Nevertheless, she had an instinctive acceptance of white superiority, and a very pragmatic understanding of her workers as an economic resource. It was worth some effort to keep them well and contented, but there was no grief over a death or missing individual, or at least no more grief than when the hyenas got into the oxen shed. She observed them with the fascinated and curious eye of the naturalist, regarding them in exactly the same light as the wild beasts that roamed the plains - magnificent in their own way, but not her equals. She turned to her white friends for comfort or conversation or friendship.
The later chapters become even more episodic, being no more that a few paragraphs here and there - musings on wildlife, or an anecdote about someone she knew, sometimes second or third hand. These are not uninteresting, but so disjointed that any depth developed by the earlier chapters is lost. They emphasize, too, the impersonal nature of the whole book, for there is virtually nothing illuminating the author herself as a character.

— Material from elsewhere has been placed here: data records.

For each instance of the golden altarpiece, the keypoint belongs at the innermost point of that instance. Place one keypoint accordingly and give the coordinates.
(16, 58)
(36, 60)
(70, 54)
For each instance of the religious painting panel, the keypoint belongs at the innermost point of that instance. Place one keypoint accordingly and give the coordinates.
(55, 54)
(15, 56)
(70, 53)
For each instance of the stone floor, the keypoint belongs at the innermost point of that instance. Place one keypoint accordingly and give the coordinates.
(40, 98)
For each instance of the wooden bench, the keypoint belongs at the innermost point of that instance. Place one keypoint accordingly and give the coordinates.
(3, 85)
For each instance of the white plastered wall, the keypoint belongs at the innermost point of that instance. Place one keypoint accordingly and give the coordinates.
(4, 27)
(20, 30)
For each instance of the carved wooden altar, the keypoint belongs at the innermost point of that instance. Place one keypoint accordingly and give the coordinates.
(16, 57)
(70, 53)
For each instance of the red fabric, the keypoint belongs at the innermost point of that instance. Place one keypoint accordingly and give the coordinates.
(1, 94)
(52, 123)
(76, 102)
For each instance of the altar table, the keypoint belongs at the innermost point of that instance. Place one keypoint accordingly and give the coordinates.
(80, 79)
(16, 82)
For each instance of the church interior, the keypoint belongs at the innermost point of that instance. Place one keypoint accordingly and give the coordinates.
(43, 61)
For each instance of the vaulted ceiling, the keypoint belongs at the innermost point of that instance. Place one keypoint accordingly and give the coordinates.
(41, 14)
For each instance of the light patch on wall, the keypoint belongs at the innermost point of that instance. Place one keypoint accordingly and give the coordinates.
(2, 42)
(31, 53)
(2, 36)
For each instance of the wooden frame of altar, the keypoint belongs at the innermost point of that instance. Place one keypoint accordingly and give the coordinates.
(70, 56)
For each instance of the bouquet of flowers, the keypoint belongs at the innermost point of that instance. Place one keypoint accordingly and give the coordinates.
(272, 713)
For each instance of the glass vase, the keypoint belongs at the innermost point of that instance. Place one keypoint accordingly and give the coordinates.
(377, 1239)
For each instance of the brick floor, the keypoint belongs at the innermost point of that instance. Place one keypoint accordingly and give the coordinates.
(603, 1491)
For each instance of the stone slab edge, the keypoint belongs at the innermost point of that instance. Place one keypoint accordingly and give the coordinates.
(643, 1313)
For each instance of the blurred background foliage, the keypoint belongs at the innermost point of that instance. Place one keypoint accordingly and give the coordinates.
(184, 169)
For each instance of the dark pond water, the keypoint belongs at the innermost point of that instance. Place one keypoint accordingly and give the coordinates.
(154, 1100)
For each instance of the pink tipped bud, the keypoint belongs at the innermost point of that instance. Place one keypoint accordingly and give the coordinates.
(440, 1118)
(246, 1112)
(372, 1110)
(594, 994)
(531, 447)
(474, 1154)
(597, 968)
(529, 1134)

Right to the end, she remains shadowy.
The ending is rather a sad one, as she is forced by economic circumstances to sell the farm (it is bought by a builder for housing since it is conveniently close to the expanding city of Nairobi), and return to Europe. She finds the idea so intolerable that she effectively ignores it, even while her furniture is being sold around her. Eventually she finds herself surrounded by nothing but a few empty packing cases, but still she clings on. And then, passively, because the tickets have been booked, she allows herself to be sent back to Europe, leaving her chosen home behind. And so the book ends. The reader is left, rather sadly, to wonder how she got on and whether she ever got over a grief that was almost too deep for expression.